At present, recombinant TSH cannot be used for the treatment of metastatic differentiated thyroid cancer patients. The aim of this study was to evaluate if the type of TSH stimulation, recombinant or endogenous, had an impact on the outcome of these patients.

Design and methods:

We compared the outcome of two propensity score-matched groups of metastatic patients, stimulated by either only recombinant TSH (n = 43) or only endogenous TSH (n = 34).


As expected from the matching procedure, the clinical–pathological features and the cumulative 131-I activities administered to the two groups were very similar. After 4 years of follow-up, 4% of patients were cured, 3% had biochemical disease and 93% had structural disease. However, 91% of patients obtained a clinical benefit from this therapy in terms of stabilization of the disease or complete remission or partial response.

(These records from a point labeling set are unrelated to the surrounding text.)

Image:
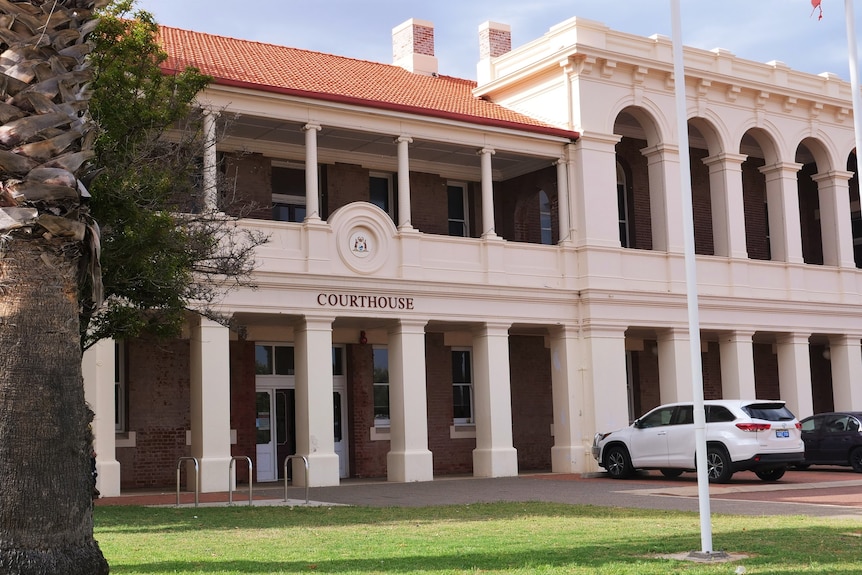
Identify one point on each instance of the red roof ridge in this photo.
(282, 69)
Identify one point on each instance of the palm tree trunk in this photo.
(46, 513)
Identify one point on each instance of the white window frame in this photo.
(120, 384)
(471, 419)
(545, 215)
(390, 208)
(380, 422)
(465, 222)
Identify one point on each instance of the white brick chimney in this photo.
(495, 39)
(413, 47)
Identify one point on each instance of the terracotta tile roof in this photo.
(281, 69)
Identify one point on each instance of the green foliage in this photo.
(489, 538)
(158, 260)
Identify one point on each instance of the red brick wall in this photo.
(754, 201)
(821, 380)
(532, 401)
(242, 410)
(158, 392)
(429, 203)
(629, 154)
(367, 458)
(249, 181)
(711, 361)
(450, 455)
(765, 372)
(701, 203)
(345, 183)
(809, 207)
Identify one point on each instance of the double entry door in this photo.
(276, 431)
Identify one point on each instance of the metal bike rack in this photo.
(304, 460)
(230, 483)
(197, 478)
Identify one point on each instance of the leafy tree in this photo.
(135, 145)
(164, 250)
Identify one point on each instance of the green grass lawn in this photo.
(511, 538)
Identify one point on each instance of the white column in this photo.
(98, 369)
(312, 202)
(210, 162)
(210, 404)
(569, 453)
(665, 208)
(409, 458)
(674, 365)
(488, 225)
(404, 211)
(728, 208)
(495, 455)
(314, 412)
(782, 200)
(605, 385)
(563, 214)
(593, 172)
(794, 373)
(833, 189)
(737, 365)
(846, 357)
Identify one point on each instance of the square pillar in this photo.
(409, 458)
(605, 385)
(210, 404)
(846, 357)
(495, 455)
(737, 365)
(98, 367)
(794, 374)
(674, 365)
(570, 451)
(315, 418)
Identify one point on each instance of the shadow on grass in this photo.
(630, 545)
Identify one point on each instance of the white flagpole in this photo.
(691, 285)
(854, 78)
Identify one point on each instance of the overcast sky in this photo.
(760, 30)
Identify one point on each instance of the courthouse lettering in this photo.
(364, 301)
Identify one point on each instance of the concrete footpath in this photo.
(834, 492)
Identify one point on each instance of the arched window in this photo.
(545, 218)
(623, 207)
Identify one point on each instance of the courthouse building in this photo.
(473, 277)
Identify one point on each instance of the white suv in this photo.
(757, 435)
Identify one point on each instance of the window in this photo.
(381, 386)
(545, 218)
(462, 386)
(274, 360)
(380, 192)
(623, 207)
(288, 194)
(457, 194)
(119, 387)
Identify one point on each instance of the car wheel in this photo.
(771, 474)
(618, 463)
(718, 465)
(856, 459)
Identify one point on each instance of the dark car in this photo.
(833, 438)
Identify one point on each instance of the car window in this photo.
(684, 415)
(656, 418)
(836, 423)
(718, 414)
(812, 424)
(768, 411)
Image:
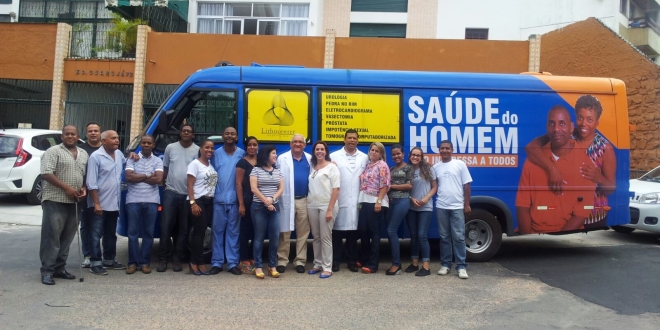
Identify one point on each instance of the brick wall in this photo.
(590, 49)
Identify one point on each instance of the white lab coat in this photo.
(350, 188)
(287, 200)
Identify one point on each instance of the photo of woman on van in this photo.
(602, 171)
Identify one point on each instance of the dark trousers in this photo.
(58, 228)
(199, 225)
(141, 223)
(175, 207)
(86, 214)
(246, 233)
(104, 229)
(369, 231)
(349, 251)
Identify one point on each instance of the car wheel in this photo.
(34, 196)
(483, 235)
(622, 229)
(208, 241)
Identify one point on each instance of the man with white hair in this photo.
(294, 165)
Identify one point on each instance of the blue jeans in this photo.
(246, 234)
(104, 226)
(418, 225)
(395, 215)
(265, 221)
(451, 224)
(175, 207)
(86, 214)
(141, 222)
(226, 228)
(369, 231)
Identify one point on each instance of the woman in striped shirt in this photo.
(267, 184)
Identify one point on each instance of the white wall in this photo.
(517, 19)
(314, 24)
(13, 7)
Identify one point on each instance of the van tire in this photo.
(483, 235)
(34, 196)
(622, 229)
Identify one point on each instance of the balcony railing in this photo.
(646, 21)
(102, 45)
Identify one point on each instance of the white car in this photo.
(645, 204)
(20, 160)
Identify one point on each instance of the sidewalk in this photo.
(14, 209)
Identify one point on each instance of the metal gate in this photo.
(107, 104)
(25, 101)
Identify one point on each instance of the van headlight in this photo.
(651, 198)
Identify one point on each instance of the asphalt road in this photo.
(603, 280)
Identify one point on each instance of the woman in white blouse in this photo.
(322, 207)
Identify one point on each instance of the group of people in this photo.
(245, 196)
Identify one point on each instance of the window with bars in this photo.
(253, 18)
(378, 30)
(480, 34)
(390, 6)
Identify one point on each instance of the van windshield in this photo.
(208, 111)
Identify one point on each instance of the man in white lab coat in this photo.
(351, 163)
(295, 166)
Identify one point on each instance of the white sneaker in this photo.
(86, 263)
(462, 273)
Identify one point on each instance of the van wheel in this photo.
(622, 229)
(483, 235)
(34, 196)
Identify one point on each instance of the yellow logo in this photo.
(278, 114)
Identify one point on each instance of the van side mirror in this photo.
(163, 122)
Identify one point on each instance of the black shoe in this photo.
(65, 275)
(162, 267)
(47, 279)
(98, 270)
(176, 267)
(397, 271)
(423, 272)
(114, 265)
(412, 268)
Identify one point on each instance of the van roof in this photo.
(397, 79)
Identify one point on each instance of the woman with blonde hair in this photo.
(374, 184)
(322, 207)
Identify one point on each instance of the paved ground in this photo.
(601, 280)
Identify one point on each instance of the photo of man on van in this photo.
(602, 168)
(541, 210)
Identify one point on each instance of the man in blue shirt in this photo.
(143, 177)
(295, 165)
(226, 220)
(104, 185)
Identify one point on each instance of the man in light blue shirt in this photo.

When considering the two groups separately, we did not find any difference in their outcome. When considering the response to 131-I therapy of the single type of metastases, 8% of lymph node metastases and 8% of lung metastases disappeared but none of the bone metastases. The response to 131-I therapy of the single type of metastases was similar when we looked at the two groups separately.


This study shows (i) an overall clinical benefit of the 131-I therapy, since the majority of patients remained affected but with a stable disease, and (ii) that the preparation with either recombinant or endogenous TSH has no impact on the 131-I therapy efficacy and the outcome of our two groups of patients.